Knowing what we know now, it is easy to see that determining the price of a website can truly be a difficult task. In order to even begin the process, we must first asses what value we expect to get from our website when it is complete. Then, and only then, can we begin to explore all the other additional features, elements, and aspects, associated with building a website. Keep in mind that this may not include things like maintenance, site issues, or further development as your website grows, receives more traffic, and/or expands!

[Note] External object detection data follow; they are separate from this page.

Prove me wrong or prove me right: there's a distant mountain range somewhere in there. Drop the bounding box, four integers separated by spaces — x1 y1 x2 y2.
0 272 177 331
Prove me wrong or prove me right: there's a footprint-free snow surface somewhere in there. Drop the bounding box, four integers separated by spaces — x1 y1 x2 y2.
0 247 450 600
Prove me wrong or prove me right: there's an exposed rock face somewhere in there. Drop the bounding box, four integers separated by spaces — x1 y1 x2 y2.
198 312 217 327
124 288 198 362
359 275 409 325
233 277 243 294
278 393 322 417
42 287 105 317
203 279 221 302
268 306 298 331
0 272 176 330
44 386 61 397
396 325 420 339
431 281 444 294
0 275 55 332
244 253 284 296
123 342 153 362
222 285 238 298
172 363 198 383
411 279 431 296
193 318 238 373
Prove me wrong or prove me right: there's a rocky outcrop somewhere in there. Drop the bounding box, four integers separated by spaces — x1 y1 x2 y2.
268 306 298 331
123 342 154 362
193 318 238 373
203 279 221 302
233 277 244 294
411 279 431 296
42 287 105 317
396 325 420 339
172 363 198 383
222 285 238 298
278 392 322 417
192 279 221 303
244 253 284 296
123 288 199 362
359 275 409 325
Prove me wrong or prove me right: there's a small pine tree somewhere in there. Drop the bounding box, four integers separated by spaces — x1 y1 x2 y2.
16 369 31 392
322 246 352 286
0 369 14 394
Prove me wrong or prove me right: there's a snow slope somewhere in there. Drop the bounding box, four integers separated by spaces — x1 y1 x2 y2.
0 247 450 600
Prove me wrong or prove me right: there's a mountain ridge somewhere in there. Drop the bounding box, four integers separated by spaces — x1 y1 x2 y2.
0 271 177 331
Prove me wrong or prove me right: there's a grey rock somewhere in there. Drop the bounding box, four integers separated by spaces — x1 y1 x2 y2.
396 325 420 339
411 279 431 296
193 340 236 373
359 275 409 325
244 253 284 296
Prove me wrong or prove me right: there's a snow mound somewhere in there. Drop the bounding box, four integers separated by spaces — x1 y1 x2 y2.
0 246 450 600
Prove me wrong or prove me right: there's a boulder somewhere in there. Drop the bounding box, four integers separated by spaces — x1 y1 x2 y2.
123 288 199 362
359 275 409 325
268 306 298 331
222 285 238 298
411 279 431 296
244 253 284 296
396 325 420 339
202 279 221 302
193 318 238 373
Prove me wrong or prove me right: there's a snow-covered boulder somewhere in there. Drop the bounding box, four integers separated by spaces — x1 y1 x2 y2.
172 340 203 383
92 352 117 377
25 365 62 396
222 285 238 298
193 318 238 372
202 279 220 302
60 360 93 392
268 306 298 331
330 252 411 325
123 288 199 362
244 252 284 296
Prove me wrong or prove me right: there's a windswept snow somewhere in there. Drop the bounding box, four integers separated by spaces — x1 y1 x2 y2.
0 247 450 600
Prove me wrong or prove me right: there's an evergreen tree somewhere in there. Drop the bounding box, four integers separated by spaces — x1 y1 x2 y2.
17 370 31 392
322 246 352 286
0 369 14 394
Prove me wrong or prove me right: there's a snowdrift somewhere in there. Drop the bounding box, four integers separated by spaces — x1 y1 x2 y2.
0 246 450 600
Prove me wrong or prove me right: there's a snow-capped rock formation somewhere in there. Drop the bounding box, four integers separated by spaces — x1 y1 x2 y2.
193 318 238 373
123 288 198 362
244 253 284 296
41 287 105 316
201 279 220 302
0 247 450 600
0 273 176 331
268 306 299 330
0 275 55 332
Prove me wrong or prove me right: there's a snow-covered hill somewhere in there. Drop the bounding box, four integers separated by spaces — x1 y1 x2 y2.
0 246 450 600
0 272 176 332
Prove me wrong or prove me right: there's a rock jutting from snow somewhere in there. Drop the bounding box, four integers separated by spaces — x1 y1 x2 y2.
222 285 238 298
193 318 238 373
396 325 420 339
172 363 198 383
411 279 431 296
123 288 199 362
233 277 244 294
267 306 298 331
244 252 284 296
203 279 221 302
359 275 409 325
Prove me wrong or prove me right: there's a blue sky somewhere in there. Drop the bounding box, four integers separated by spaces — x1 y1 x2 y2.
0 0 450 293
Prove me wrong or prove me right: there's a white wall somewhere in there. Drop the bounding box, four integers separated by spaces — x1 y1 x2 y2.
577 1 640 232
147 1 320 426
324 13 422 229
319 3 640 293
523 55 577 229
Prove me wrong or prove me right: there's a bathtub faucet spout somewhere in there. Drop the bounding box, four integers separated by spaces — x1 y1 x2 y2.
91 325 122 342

As we conclude, here are a few last minute tips to keep in mind as you begin the process of building your website:

  • Develop A Budget
    Building a website that you can’t afford or that becomes too expensive to maintain will be a catastrophe! Create a budget before you spend money on premium style themes, plugins, or services. When just starting out, it can be good to keep costs low, but make sure to leave some room for unexpected problems, and, of course, future developments.
  • What Do You Need From Your Site?
    Looking for a unique appearance and feel to your website? Keep in mind this may require a custom-built design. Determining your needs and what you want to get from your website before choosing a web platform is vital.
  • Look Ahead
    Starting out, chances are you won’t need all the fancy bells and whistles that you see on other snazzy websites. Even if you are starting off small, it is still a good idea to make a list of features you may want or need down the road. This not only helps simplify the entire development process and focus on features that are useful in the beginning but also helps minimize cost as your website grows.

If a website is in your future, continue to research and find the platform and service options that make the most sense for you and your business goals. Your website is your digital home base and if it’s not working hard for you, every single day, you’re leaving money on the table.